Gum Disease and Other Systemic Diseases
Several studies have shown a link between periodontal disease and other systemic diseases. While a causal relationship has not been conclusively established, research suggest that periodontal disease may contribute to the progression of other diseases.
People with diabetes are more likely to have periodontal disease than people without diabetes, probably because people with diabetes are more susceptible to contracting infections. In fact, periodontal disease is often considered a complication of diabetes. Those who don’t have their diabetes under control are especially at risk. Research has suggested that the relationship between diabetes and periodontal disease goes both ways: periodontal disease may also make it more difficult for people who have diabetes to control their blood sugar, increasing the risk for diabetic complications.
Several studies have shown that periodontal disease may increase the risk of heart disease. Scientists believe that inflammation caused by periodontal disease may be responsible for the association. Periodontal disease can also exacerbate existing heart conditions. Patients at risk for infective endocarditis may require antibiotics prior to dental procedures. Your periodontist and cardiologist will be able to determine if your heart condition requires use of antibiotics prior to dental procedures.

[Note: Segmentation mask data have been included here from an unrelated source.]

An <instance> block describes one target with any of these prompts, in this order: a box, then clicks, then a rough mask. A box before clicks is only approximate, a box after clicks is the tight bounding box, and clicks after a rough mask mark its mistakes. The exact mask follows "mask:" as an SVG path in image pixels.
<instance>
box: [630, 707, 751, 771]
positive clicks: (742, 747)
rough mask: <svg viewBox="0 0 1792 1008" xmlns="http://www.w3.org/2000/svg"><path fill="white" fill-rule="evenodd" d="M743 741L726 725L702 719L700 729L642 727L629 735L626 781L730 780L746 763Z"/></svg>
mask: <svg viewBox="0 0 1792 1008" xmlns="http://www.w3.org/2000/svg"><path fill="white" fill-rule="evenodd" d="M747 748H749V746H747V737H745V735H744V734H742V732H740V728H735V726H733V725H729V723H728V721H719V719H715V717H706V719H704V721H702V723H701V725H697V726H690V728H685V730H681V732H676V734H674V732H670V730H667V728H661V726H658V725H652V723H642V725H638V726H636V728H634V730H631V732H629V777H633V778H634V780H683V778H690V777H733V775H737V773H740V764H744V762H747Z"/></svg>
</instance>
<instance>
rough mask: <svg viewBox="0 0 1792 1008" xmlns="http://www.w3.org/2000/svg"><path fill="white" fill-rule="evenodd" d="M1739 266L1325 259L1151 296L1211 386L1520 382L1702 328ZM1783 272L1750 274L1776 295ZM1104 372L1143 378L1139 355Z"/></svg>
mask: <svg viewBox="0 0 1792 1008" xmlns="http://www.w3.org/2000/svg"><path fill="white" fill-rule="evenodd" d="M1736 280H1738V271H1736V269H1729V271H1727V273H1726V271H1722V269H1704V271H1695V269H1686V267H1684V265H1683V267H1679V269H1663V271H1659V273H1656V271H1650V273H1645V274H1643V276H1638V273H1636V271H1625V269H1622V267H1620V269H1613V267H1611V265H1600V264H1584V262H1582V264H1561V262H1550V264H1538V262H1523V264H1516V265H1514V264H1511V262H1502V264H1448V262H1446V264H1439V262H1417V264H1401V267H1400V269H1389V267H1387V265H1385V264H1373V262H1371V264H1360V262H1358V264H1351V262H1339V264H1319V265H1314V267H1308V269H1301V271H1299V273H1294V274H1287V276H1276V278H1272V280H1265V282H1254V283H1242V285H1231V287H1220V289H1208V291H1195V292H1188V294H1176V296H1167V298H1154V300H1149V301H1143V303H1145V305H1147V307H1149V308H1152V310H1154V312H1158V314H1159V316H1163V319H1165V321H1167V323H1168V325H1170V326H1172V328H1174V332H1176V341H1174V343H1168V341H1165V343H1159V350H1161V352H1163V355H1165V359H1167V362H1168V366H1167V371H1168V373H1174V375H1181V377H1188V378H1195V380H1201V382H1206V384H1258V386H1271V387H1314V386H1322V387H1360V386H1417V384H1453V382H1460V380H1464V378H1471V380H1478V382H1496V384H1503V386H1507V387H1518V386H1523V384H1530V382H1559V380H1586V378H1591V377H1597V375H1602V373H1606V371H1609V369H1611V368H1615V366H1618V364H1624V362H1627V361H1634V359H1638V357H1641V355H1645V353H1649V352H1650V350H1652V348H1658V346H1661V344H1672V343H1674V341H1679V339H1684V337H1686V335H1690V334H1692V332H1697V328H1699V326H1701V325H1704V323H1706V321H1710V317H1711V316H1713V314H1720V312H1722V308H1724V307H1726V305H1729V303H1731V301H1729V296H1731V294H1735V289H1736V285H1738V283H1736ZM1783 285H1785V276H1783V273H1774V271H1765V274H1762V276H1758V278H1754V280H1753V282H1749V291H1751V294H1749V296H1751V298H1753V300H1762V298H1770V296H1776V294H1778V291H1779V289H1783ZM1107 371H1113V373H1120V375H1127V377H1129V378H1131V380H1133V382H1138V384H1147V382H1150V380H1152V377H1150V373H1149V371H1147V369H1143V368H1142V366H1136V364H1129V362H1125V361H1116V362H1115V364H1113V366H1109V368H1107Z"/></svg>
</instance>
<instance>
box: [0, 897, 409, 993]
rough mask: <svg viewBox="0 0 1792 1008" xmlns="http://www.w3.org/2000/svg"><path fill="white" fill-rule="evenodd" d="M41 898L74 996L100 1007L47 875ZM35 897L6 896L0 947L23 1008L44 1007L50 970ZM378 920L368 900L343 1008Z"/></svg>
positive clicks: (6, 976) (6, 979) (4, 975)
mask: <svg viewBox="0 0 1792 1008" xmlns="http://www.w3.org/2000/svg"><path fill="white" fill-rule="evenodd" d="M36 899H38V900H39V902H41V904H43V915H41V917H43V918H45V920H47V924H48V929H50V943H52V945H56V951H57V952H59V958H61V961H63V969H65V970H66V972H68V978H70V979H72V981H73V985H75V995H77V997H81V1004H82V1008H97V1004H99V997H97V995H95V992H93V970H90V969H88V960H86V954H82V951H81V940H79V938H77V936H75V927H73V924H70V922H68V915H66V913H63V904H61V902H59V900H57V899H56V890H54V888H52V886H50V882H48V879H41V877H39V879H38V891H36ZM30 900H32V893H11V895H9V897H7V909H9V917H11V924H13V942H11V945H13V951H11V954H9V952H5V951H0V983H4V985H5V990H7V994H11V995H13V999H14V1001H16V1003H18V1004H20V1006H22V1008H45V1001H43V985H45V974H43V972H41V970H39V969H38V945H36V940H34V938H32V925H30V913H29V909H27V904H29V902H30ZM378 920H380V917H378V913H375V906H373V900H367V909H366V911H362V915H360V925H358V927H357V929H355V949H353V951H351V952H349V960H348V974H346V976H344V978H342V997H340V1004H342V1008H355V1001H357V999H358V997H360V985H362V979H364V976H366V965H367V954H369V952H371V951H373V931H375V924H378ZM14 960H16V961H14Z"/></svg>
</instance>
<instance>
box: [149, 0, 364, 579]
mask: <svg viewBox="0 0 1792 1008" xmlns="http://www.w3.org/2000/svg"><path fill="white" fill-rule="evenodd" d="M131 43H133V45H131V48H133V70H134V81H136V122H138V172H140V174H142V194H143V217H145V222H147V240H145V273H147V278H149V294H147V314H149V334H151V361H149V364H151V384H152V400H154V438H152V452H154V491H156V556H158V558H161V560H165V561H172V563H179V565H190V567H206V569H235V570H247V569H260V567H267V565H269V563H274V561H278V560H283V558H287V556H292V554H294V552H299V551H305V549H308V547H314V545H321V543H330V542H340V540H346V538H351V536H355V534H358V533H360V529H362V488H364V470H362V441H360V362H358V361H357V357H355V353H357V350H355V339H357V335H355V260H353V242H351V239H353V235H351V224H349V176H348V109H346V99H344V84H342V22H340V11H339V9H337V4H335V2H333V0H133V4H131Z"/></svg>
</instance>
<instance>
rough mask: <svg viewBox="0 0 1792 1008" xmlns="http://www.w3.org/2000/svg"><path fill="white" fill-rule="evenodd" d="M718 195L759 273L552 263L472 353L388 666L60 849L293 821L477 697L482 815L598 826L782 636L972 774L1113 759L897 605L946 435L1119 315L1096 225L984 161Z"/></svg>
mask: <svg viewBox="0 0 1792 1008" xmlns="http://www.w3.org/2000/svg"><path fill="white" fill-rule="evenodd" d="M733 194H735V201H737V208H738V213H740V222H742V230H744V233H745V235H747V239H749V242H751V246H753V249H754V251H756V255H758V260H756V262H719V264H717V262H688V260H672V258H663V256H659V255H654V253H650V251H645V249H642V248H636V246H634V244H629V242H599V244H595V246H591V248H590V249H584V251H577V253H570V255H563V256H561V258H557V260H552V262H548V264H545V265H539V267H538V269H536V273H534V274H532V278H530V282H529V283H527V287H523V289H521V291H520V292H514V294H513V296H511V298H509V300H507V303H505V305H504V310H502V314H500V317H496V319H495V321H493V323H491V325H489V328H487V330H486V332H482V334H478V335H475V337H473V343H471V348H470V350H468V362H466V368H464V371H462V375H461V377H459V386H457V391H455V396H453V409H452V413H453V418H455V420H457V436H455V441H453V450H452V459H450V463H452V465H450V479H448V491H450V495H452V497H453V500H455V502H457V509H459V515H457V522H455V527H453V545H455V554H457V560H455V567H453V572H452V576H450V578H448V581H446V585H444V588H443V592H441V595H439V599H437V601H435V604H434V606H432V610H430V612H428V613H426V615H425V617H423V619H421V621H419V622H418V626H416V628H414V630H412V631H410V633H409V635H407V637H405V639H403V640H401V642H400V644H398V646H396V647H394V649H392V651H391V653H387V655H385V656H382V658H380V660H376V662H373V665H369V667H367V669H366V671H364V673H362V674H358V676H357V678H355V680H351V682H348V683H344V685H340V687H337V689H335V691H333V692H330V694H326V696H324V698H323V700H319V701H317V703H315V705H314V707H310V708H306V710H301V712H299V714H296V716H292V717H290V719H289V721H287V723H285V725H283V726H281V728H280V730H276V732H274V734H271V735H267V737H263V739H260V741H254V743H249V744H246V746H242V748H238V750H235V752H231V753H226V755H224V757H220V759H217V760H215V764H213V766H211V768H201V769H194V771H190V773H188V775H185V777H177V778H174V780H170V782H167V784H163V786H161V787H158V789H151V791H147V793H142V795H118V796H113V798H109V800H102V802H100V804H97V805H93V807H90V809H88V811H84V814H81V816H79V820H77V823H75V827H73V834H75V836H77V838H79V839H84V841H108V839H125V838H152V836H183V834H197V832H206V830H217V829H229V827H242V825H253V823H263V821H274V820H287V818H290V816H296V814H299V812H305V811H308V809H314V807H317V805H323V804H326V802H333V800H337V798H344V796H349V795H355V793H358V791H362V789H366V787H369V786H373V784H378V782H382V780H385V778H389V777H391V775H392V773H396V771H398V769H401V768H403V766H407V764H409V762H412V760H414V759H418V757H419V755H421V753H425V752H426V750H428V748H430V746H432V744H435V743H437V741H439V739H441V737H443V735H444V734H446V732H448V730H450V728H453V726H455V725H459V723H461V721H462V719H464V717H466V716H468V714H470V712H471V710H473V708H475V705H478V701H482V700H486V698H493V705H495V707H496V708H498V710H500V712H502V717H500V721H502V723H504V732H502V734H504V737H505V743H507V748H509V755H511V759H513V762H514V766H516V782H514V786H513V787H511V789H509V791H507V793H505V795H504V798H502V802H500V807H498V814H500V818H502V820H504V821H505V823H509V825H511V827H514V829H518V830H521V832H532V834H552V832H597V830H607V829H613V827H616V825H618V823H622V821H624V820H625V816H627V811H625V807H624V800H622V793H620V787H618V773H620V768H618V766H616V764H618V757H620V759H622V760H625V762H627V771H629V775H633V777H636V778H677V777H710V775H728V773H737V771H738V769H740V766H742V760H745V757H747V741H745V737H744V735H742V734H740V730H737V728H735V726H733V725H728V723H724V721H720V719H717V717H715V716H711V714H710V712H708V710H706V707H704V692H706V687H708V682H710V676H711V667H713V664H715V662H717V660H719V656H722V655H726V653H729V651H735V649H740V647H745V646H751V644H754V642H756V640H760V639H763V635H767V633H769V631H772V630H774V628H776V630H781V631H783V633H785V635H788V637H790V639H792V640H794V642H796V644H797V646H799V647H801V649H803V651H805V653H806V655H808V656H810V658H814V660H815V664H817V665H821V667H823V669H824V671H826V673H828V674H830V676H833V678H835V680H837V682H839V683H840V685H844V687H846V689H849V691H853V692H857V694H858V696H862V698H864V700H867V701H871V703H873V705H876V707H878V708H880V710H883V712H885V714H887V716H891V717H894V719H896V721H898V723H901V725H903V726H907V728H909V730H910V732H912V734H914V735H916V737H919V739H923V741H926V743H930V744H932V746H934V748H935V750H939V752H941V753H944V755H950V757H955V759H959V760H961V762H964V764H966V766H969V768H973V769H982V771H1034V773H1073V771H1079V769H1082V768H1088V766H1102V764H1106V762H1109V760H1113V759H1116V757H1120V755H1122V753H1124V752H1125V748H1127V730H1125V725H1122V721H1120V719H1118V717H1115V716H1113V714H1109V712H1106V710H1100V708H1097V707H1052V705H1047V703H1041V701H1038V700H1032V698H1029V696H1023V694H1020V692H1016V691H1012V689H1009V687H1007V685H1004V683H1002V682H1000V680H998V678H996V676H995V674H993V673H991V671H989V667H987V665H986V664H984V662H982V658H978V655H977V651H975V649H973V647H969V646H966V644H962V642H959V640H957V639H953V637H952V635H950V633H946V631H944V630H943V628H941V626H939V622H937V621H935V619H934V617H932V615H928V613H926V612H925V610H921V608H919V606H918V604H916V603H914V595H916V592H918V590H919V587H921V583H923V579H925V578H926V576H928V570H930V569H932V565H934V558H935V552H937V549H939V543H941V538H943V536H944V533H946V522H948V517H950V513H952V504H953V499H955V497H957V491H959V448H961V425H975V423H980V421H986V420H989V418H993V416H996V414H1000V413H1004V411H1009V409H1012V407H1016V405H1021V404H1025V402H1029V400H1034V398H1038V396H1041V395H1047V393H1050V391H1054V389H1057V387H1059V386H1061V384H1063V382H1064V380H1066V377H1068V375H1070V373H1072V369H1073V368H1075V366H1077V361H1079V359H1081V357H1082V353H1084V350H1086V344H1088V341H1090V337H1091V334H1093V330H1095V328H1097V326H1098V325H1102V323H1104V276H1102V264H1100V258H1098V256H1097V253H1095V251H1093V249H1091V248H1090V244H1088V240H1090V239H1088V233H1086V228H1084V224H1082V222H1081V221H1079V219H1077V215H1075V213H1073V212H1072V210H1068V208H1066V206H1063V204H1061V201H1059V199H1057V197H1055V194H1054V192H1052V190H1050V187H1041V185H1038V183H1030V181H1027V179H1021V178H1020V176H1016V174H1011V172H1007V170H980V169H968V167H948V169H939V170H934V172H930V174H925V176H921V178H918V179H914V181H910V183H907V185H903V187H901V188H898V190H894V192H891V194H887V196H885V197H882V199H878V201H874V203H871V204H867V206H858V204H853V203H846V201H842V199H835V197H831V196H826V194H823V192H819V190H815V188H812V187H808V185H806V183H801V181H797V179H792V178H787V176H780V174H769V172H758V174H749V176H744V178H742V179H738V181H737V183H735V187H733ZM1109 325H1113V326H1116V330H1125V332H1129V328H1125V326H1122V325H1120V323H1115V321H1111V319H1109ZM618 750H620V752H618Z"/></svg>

Research has found that bacteria associated with periodontal disease can be aspirated into the lungs and contribute to respiratory diseases such as pneumonia.
Researchers found that men with gum disease were 49% more likely to develop kidney cancer, 54% more likely to develop pancreatic cancer, and 30% more likely to develop blood cancers.
Studies have shown a connection between bacteria associated with periodontal disease and the progression of Alzheimer’s disease. Gum disease bacteria may be able to travel to the brain and contribute to the development of Alzheimer’s disease.